André-Marie Constant Duméril, « Rapport verbal sur un ouvrage publié à Genève par M. Pictet, et ayant pour titre : Recherches pour servir à l’histoire et à l’anatomie des Phryganides », Travaux Académiques, Académie des Sciences. Séance du 29 septembre. Gazette Médicale de Paris , vol. 2, 1834, p. 634-635.
M. Duméril fait un rapport verbal sur un ouvrage publié à Genève par M. Pictet , et ayant pour titre : Recherches pour servir à l’histoire et à l’anatomie des Phryganides.
C’est un familier d’insectes à quatre ailes en réseau, des plus curieuses par la manière dont leurs larves se nourrissent dans l’eau et savent se mettre à l’abri de la voracité des poissons, qui en sont très friands. Ces sortes de chenilles, qu’on a nommées des teignes aquatiques, sont bien connues des pêcheurs, qui les recherchent pour amorcer leurs lignes. La plupart des espèces se construisent une sorte de fourreau de soie qu’elles recouvrent de diverses sortes de corps étrangers, chacune les choisissant avec un instinct admirable, de telle sorte qu’ils soient le mieux approprié à la nature des eaux au milieu desquelles doit se passer la première période de son existence.
Cet étui, le plus souvent mobile, cette sorte de demeure portative souvent rendue plus pesante par l’addition de petites pierres ou de coquillages dont les animaux sont encore vivans, est charrié péniblement par l’insecte, et c’est peut-être pour cela que le nom de charrée a été donné par les pêcheurs à la cellule et à l’hermite qui y vit retiré.
Les naturalistes aujourd’hui réunissent ces articulés sous une dénomination générique proposée d’abord par Belon. Le mot de phrygane, emprunté du grec quoique appliqué à toutes les espèces, ne conviendrait, conformément à son étymologie, qu’aux espèces qui revêtent l’extérieur de leur demeure de brins de jonc ou d’autres fragments de plantes aquatiques, de manière à ce que l’ensemble représente un petit fagot.

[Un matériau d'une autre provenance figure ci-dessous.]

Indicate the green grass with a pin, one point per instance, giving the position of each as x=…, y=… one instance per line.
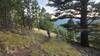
x=59, y=48
x=52, y=47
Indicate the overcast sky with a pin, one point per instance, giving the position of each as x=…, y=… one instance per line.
x=43, y=3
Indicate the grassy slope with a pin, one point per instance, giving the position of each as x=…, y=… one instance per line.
x=10, y=40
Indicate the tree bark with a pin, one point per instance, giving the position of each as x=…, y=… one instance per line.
x=84, y=24
x=48, y=32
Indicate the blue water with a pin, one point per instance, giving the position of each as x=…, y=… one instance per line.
x=63, y=21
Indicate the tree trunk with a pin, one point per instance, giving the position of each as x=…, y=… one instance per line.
x=83, y=24
x=48, y=32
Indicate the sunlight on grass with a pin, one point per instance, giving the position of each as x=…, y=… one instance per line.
x=60, y=49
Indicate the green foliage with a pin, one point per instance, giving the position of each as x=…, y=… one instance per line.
x=46, y=25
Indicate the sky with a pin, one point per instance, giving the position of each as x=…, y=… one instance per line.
x=42, y=3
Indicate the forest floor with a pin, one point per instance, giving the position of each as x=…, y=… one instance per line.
x=16, y=45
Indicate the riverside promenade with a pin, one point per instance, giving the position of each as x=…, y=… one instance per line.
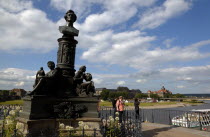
x=160, y=130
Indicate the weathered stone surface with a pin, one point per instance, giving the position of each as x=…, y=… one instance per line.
x=69, y=30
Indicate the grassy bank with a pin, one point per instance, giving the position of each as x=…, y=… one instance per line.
x=13, y=102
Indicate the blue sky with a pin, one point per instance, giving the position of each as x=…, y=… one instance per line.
x=139, y=44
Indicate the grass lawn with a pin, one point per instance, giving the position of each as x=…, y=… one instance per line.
x=109, y=104
x=13, y=102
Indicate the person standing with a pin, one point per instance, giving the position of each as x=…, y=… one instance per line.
x=114, y=101
x=136, y=105
x=120, y=107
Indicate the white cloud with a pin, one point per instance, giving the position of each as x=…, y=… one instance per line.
x=114, y=48
x=28, y=28
x=16, y=78
x=180, y=86
x=19, y=84
x=120, y=83
x=15, y=5
x=158, y=15
x=141, y=80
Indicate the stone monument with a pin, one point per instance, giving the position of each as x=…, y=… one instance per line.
x=60, y=95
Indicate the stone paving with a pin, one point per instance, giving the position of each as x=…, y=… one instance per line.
x=160, y=130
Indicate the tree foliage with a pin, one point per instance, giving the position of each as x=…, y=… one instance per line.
x=141, y=95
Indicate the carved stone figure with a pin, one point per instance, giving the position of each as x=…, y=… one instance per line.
x=84, y=88
x=67, y=110
x=39, y=74
x=70, y=18
x=47, y=84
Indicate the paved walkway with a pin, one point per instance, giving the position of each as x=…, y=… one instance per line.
x=159, y=130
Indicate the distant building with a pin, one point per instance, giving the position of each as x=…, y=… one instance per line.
x=161, y=93
x=119, y=89
x=18, y=92
x=99, y=90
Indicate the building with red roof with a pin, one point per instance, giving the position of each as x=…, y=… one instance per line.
x=161, y=93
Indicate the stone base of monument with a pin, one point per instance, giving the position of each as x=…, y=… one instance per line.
x=51, y=127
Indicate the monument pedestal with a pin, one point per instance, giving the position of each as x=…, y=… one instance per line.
x=41, y=117
x=50, y=127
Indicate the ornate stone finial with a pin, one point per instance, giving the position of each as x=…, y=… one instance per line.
x=68, y=29
x=70, y=18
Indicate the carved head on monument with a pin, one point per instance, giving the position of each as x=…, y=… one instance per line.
x=82, y=68
x=51, y=65
x=70, y=17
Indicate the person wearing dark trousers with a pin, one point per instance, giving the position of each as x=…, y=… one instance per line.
x=120, y=108
x=114, y=101
x=136, y=105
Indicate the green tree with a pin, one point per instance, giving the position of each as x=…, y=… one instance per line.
x=123, y=89
x=155, y=96
x=141, y=95
x=178, y=95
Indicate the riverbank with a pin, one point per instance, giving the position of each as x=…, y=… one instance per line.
x=150, y=105
x=160, y=130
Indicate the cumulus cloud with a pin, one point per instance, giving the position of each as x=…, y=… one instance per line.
x=180, y=86
x=16, y=78
x=15, y=5
x=112, y=12
x=159, y=15
x=113, y=48
x=141, y=80
x=28, y=27
x=120, y=83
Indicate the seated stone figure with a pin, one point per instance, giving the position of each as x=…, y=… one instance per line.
x=39, y=74
x=84, y=88
x=47, y=84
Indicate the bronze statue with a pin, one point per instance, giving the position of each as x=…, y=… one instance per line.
x=84, y=88
x=47, y=83
x=70, y=18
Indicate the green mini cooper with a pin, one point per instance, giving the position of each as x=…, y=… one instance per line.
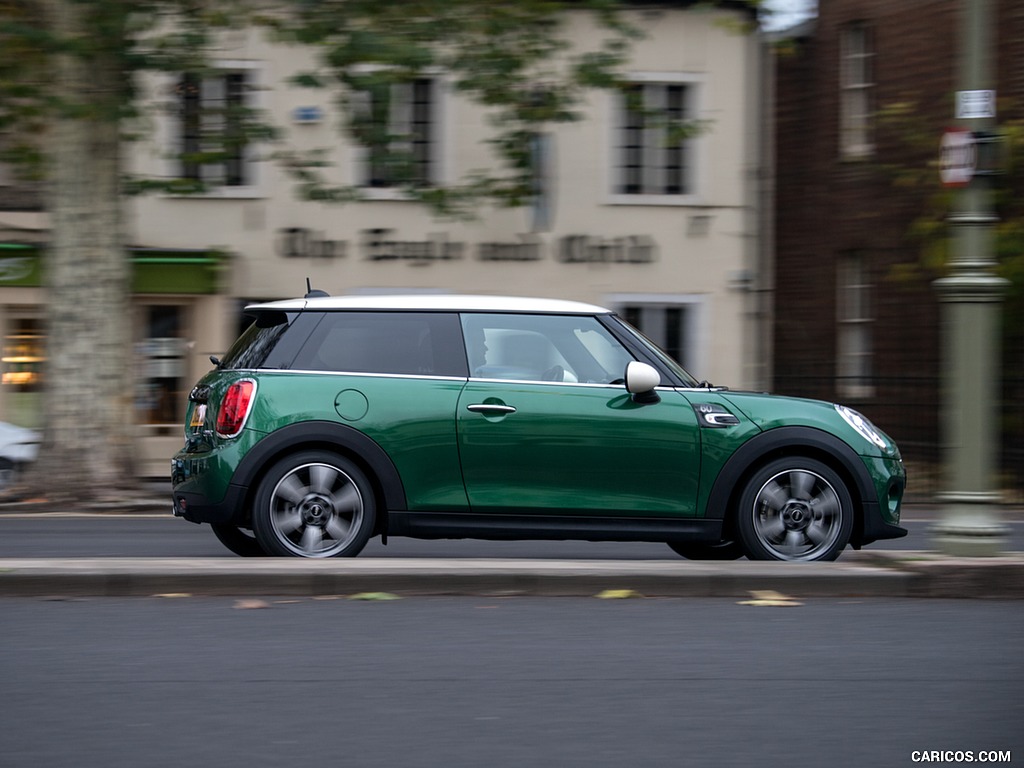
x=334, y=420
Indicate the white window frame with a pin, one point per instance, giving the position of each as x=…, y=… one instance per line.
x=440, y=146
x=854, y=323
x=695, y=146
x=173, y=132
x=695, y=327
x=856, y=90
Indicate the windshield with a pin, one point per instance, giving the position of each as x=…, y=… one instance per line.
x=655, y=351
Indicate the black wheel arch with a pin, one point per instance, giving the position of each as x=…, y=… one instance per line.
x=804, y=441
x=325, y=435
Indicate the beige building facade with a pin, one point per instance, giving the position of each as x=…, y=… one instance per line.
x=671, y=239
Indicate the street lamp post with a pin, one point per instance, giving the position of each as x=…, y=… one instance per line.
x=971, y=296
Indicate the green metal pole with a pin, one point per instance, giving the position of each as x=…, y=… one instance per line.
x=972, y=294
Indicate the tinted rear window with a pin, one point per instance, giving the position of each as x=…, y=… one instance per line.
x=271, y=341
x=409, y=343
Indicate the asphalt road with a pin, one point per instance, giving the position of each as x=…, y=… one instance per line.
x=495, y=682
x=164, y=536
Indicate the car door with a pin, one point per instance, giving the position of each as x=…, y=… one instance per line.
x=545, y=424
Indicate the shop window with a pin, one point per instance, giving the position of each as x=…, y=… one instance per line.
x=24, y=356
x=162, y=385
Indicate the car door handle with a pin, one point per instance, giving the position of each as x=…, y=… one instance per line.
x=491, y=409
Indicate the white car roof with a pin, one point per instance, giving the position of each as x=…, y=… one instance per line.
x=435, y=302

L’insecte en arrivant à l’état parfait, doit quitter les eaux pour mener une vie aérienne, et la transformation qui s’opère à cette époque est très curieuse à observer.
La nymphe a les ailes, les membres et tout le reste du corps enveloppés dans une gaine simple dont elle doit se dépouiller mais avant de quitter cette tunique, elle abandonne sa maison portative en rompant une des grilles qui en formait la clôture ; elle vient s’accrocher à la tige de quelque plante ou de tout autre corps solide qui émerge de l’eau et se tient à quelques.. de la surface.

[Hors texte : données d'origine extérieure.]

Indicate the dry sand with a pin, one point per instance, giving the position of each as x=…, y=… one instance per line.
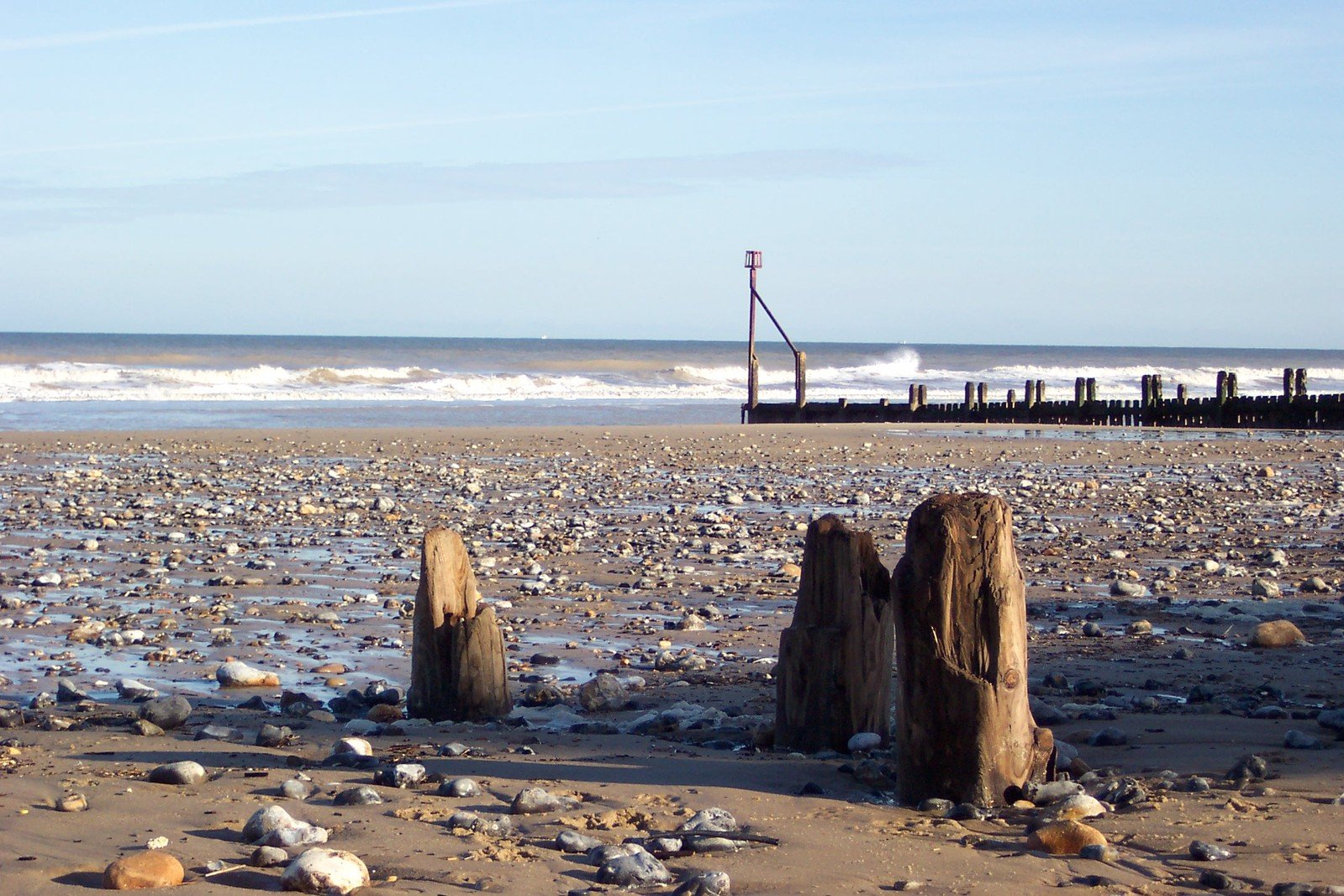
x=292, y=551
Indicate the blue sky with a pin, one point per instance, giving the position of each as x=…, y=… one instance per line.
x=1099, y=172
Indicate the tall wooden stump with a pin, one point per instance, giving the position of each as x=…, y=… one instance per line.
x=835, y=657
x=457, y=655
x=964, y=725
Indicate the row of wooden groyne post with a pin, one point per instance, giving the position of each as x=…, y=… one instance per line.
x=1227, y=408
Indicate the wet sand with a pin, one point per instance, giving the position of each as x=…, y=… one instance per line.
x=661, y=555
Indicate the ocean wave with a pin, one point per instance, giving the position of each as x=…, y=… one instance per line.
x=867, y=379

Au bout de peu de minutes, on voit son corps se gonfler tout à coup, se boursouffler comme une vessie remplie d’air, sa peau se crève au milieu du dos, et par la fente longitudinale qui se forme sort enfin un insecte ailé dont les formes élégantes ne rappellent en rien celles de la lourde charrée.
La phrygane à l’état parfait ressemble à un petit papillon de nuit ; elle porte les ailes .. Elle a des antennes très longues, très mobiles, elle ne vole guère que le soir.
Les espèces appartenant au genre phrygane sont nombreuses et variées. A certaines époques de l’année on les voit éclore par milliers aux environs des rivières et des étangs. La lumière les attire et beaucoup trouvent la mort en se précipitant sur les flambeaux qui servent à éclairer nos habitations.
Le livre de M. Pictet, indépendamment du mérite des recherches et des observations qu’il renferme, est très remarquable par la perfection des figures qui l’accompagnent.
Les entomologistes n’avaient jusqu’ici décrit ou même inscrit dans le genre phrygane que soixante-dix espèces tant d’Europe que d’Amérique ; mais dans le seul bassin du lac Léman, ou lac de Genève, M. Pictet en a recueilli cent vingt. Plusieurs auteurs, Vallisnieri, Réaumur, Degeer et M. Duméril lui-même, avaient étudié les mœurs de quelques espèces de larves. M. Pictet a vérifié tous ces faits, mais il a porté beaucoup plus loin ces recherches. Il a fait l’anatomie d’un très grand nombre d’espèces ; il a dessiné la plupart des individus qui font le sujet de ses observations. Il a suivi l’histoire du développement et des mœurs de plus de soixante espèces, dont il a donné les figures sous leurs divers états, et surtout avec leurs fourreaux.
L’ouvrage est divisé en deux parties, dont la première est consacrée à un exposé historique des travaux antérieurs sur le même sujet, et à des considérations générales sur la famille des Phryganides. La deuxième comprend la description méthodique des genres et des espèces qu’il a observés dans le bassin du Léman.
Tous ces genres sont établis d’après les rapports observés entre les mœurs des larves et les formes des insectes parfaits ; et autant que possible, ces liaisons ont été confirmées par l’étude de la structure des organes intérieurs.